Paris au défi de convaincre le Pentagone de rester au Sahel
La ministre française des Armées Florence Parly, attendue lundi à Washington, tentera de convaincre le Pentagone de ne pas retirer ses moyens militaires au Sahel, précieux soutien des troupes françaises aujourd’hui sous pression pour obtenir des résultats dans la lutte anti-djihadiste.
Au menu des discussions entre les deux alliés figurera également l’avenir de la coalition internationale anti-Etat islamique (EI) en Irak et Syrie, dans un contexte régional tendu.
Le chef d’état-major américain, le général Mark Milley, a récemment prévenu que les Etats-Unis entendaient réduire leur présence en Afrique, au moment même où Paris et ses partenaires sahéliens viennent d’annoncer des efforts accrus pour tenter de venir à bout de groupes djihadistes dont les attaques se multiplient.

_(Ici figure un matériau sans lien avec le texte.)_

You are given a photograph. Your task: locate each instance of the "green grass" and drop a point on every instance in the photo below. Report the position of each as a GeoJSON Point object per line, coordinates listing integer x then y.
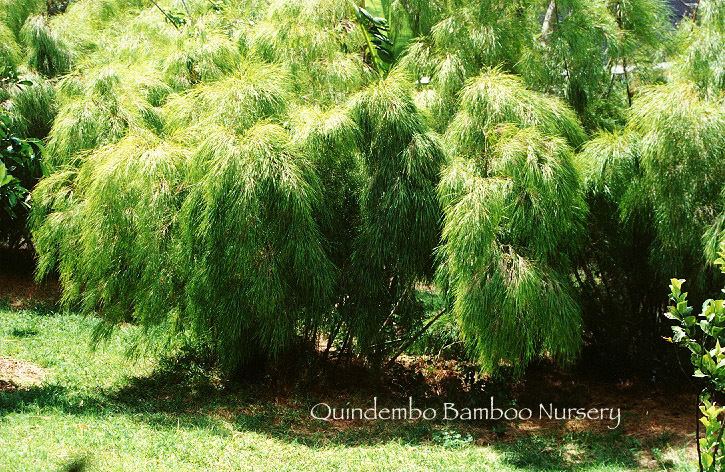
{"type": "Point", "coordinates": [119, 414]}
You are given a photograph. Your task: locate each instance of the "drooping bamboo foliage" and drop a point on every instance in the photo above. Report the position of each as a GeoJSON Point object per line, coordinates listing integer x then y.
{"type": "Point", "coordinates": [590, 53]}
{"type": "Point", "coordinates": [657, 179]}
{"type": "Point", "coordinates": [399, 211]}
{"type": "Point", "coordinates": [514, 219]}
{"type": "Point", "coordinates": [246, 174]}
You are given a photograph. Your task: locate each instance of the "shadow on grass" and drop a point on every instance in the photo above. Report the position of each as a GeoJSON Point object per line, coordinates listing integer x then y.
{"type": "Point", "coordinates": [185, 395]}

Un retrait américain d’Afrique de l’Ouest constituerait un coup dur pour les 4.500 soldats français de l’opération Barkhane, déployés au Mali, au Niger et au Burkina Faso. Washington fournit en effet à Barkhane des capacités de renseignement et de surveillance, notamment grâce à ses drones, du ravitaillement en vol et du transport logistique, pour un coût de 45 millions de dollars par an.

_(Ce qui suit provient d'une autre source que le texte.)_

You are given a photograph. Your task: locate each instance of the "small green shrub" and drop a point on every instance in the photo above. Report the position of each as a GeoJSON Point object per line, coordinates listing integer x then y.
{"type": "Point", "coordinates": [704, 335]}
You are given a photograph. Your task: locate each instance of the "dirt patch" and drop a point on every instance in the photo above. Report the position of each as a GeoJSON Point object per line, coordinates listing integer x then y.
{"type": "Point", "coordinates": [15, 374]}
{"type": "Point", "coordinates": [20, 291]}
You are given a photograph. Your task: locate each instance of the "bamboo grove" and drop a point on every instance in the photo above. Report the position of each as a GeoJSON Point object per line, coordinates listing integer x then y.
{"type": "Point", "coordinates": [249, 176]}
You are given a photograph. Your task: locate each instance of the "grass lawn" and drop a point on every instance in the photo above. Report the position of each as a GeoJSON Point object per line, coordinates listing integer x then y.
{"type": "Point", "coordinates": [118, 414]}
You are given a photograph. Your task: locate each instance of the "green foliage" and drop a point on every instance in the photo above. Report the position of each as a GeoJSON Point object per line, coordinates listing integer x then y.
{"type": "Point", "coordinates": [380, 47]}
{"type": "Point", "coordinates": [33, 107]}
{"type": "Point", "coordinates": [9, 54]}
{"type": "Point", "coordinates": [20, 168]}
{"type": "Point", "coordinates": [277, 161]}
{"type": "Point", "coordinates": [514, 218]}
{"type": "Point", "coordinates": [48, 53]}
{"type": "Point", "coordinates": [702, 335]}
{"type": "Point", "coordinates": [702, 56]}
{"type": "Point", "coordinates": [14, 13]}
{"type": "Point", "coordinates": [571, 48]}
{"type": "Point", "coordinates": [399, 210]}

« L’engagement américain est crucial dans la région car ils fournissent des capacités critiques, dont certaines ne sont pas substituables », avertit l’exécutif français.
– Rééquilibrage stratégique –
Un retrait militaire américain en Afrique « serait une mauvaise nouvelle pour nous », avait de son côté admis le président Emmanuel Macron, lors d’un sommet à Pau (sud-ouest de la France) le 13 janvier avec les chefs d’Etat sahéliens, qui ont eux-mêmes pressé Washington de maintenir ses opérations.

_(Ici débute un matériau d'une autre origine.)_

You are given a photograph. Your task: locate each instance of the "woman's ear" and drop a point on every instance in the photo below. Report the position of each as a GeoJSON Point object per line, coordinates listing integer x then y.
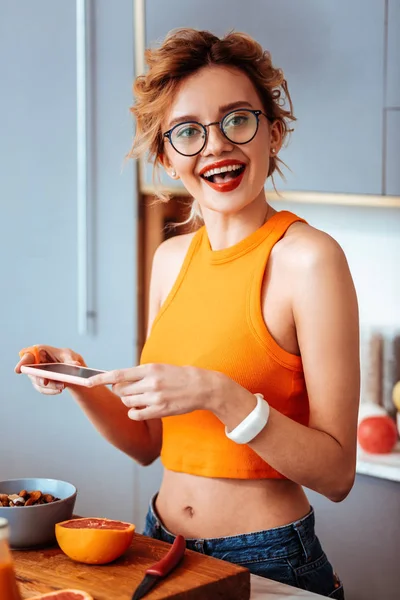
{"type": "Point", "coordinates": [163, 159]}
{"type": "Point", "coordinates": [276, 137]}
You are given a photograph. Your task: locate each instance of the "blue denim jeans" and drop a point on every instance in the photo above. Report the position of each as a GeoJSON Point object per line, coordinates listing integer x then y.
{"type": "Point", "coordinates": [290, 554]}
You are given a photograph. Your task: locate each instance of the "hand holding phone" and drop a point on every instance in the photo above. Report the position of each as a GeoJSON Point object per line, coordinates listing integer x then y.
{"type": "Point", "coordinates": [42, 354]}
{"type": "Point", "coordinates": [63, 372]}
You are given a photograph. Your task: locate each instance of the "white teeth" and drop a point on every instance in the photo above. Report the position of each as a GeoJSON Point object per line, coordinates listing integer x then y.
{"type": "Point", "coordinates": [221, 170]}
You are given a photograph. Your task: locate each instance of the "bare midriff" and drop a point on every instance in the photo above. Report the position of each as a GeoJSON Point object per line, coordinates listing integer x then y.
{"type": "Point", "coordinates": [204, 507]}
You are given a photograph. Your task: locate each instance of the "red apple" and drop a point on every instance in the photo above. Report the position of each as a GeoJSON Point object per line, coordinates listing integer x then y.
{"type": "Point", "coordinates": [377, 435]}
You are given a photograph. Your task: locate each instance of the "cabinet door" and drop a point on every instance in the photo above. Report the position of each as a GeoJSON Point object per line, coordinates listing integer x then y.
{"type": "Point", "coordinates": [332, 55]}
{"type": "Point", "coordinates": [49, 436]}
{"type": "Point", "coordinates": [393, 54]}
{"type": "Point", "coordinates": [392, 171]}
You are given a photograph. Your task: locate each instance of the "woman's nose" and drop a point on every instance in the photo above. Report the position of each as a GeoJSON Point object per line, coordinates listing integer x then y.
{"type": "Point", "coordinates": [217, 143]}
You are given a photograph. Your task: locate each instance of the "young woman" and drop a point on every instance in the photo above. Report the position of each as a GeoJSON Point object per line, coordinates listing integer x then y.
{"type": "Point", "coordinates": [248, 385]}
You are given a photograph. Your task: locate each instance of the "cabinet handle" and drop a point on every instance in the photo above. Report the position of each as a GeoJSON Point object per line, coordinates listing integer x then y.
{"type": "Point", "coordinates": [84, 266]}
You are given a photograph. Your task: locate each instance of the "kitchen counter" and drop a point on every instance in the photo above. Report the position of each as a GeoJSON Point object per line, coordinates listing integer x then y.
{"type": "Point", "coordinates": [266, 589]}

« J’espère pouvoir convaincre le président Trump que la lutte contre le terrorisme se joue aussi dans cette région, et que le sujet libyen n’est pas séparable de la situation au Sahel et dans la région du lac Tchad », avait insisté le chef de l’Etat français, évoquant le risque de « prolifération du terrorisme ».
« Comme l’a affirmé Florence Parly lors de son déplacement au Sahel (lundi et mardi, ndlr), il faut éviter qu’un rééquilibrage stratégique ne se fasse au détriment de notre action en bande sahélo-saharienne », a renchéri jeudi le porte-parole de l’état-major français, le colonel Frédéric Barbry.
De l’autre côté de l’Atlantique, la discussion reste ouverte. « La question sur laquelle nous travaillons avec les Français, c’est le niveau de soutien que nous leur apportons. Est-ce trop? Est-ce trop peu? Est-ce que c’est ce qu’il faut? », notait mi-janvier le général Milley.
« Très franchement, aucune décision n’a encore été prise », a assuré mercredi le ministre américain de la Défense, Mark Esper, qui recevra Mme Parly lundi.
Mais pour les Etats-Unis, « la mission numéro un est la compétition avec la Russie et la Chine », comme l’énonce la Stratégie nationale de défense américaine de 2018, a rappelé le chef du Pentagone. Et « sur le plan du contre-terrorisme, je veux m’assurer que nous répondions en priorité aux menaces contre notre territoire national ».
Les Etats-Unis comptent entre 6.000 et 7.000 soldats dans l’Ouest du continent mais aussi à l’Est, notamment en Somalie. A Washington, Paris pourrait bénéficier de l’appui de parlementaires américains, démocrates comme républicains – dont le sénateur Lindsay Graham, très proche de Donald Trump – qui, dans trois lettres distinctes, ont récemment enjoint Mark Esper de ne pas retirer de moyens au commandement militaire américain en Afrique (Africom).
Mme Parly abordera également avec son homologue un autre dossier brûlant: le devenir de la coalition internationale anti-EI en Syrie et Irak, emmenée par Washington, dont la France souhaite ardemment la poursuite des opérations sous peine que le groupe djihadiste, auteur d’une série d’attentats sur son territoire, ne se reconstitue.
Mais la situation est volatile. Le Parlement irakien a voté début janvier en faveur du retrait des forces étrangères d’Irak – dont 5.200 soldats américains et quelque 150 Français. Une décision prise au surlendemain de la mort de l’emblématique général iranien Qassem Soleimani, tué par un tir de drone américain à Bagdad.
Or, l’Irak sert de base arrière pour les opérations de contre-terrorisme menées en Syrie, où sont en outre détenus des milliers de djihadistes dont des Occidentaux, fait-on valoir de source française.
Le président américain Donald Trump et son homologue irakien Barham Saleh se sont mis d’accord mercredi à Davos sur la nécessité de maintenir leur coopération militaire. Sans fournir de détails.